The smallmouth bass living in the Yellowstone River may have slowly migrated upstream, descendants of fish stocked by FWP in the Tongue River in the 1960s. The Tongue River enters the Yellowstone River near Miles City. FWP also stocked the lower Bighorn River with smallmouth bass in the 1980s and 1990s. The Bighorn enters the Yellowstone River near Custer.
As a result of those introductions, smallmouth have taken up residence in the Yellowstone River from Billings to the Powder River east of Miles City, according to a 2017 Montana Outdoors article. For years, colder water upstream from Billings kept smallmouth from migrating farther up the Yellowstone, but a warming climate has helped the fish reproduce in the Big Timber area.
Due to the presence of bass in the Shields Valley, FWP is proposing to alter its fishing regulations to require that any bass caught in the stream above the Chadbourne Dam be killed and given to the agency with information on where it was caught.
The regulations would require any catch to be reported to FWP within 24 hours by calling 406-577-7900. Anglers would be asked to provide the location, date, and time of capture and may be asked to provide their full name, ALS number, and phone number. The whole bass would need to be turned in to a FWP office within 10 days.
The proposed change to the Montana fishing regulations will be discussed by the Fish and Wildlife Commission at its Oct. 22 meeting. This winter Horton said the agency hopes to conduct an environmental assessment, working in concert with irrigators who use the reservoir, to determine the best way to remove bass from Cottonwood Reservoir.
Years ago, FWP had trouble keeping planted trout alive in Cottonwood because it would get so dewatered in the summer, said Brad Shepard, a former FWP biologist and Livingston fisheries consultant.
The Shields River is the site of years of work by FWP, other agencies and nonprofits to protect native Yellowstone cutthroat trout. To that end, fish barriers were installed on portions of headwater streams and nonnative fish like brook trout were removed in 2014.
“We have a goal in the statewide plan to secure that as cutthroat habitat, but there’s a problem with Smith Creek, which is full of brookies,” Horton said.
Brook trout, natives of the Eastern United States, are aggressive competitors for habitat, displacing cutthroat trout. Rainbow trout will interbreed with cutthroats producing hybrid fish. Brown trout and smallmouth bass are known predators of other fish.

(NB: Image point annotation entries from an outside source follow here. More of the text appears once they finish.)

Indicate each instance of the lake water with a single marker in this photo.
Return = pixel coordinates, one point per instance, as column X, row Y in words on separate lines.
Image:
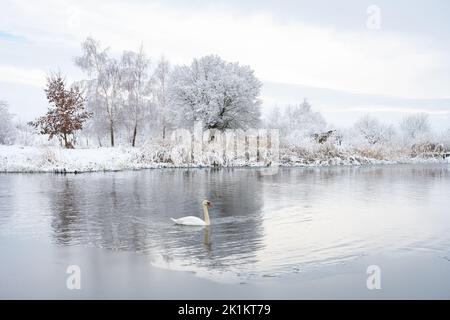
column 263, row 226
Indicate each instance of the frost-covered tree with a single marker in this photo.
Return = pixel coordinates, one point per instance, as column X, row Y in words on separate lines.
column 221, row 94
column 160, row 88
column 66, row 113
column 372, row 130
column 104, row 84
column 415, row 126
column 6, row 125
column 302, row 118
column 135, row 84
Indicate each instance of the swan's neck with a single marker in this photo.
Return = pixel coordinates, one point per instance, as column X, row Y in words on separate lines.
column 206, row 214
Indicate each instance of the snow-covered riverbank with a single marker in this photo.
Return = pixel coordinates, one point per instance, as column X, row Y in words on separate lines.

The Chadbourne Diversion Dam was upgraded in 2012 specifically to protect Yellowstone cutthroat trout on the 375 miles of stream. According to an FWP report on the repair work done to the dam, “The Shields River watershed upstream of the diversion has the largest basin-level population of Yellowstone cutthroat trout in Montana.”
If the dam is designed to keep out rainbow trout, it would certainly keep out smallmouth bass attempting to move up from the Yellowstone River, Shepard said.
Yellowstone cutthroat trout are a species of concern in Montana, occupying less than half of their original habitat due largely to the introduction of other nonnative species like rainbow and brown trout. The Shields Valley provides the northernmost extension of the fishes’ native habitat, a species that thrives in cold water.
"That was one reason why we thought (cutthroat) had a good chance of persisting in the face of climate change," Shepard said. "It's a pretty harsh place in the winter."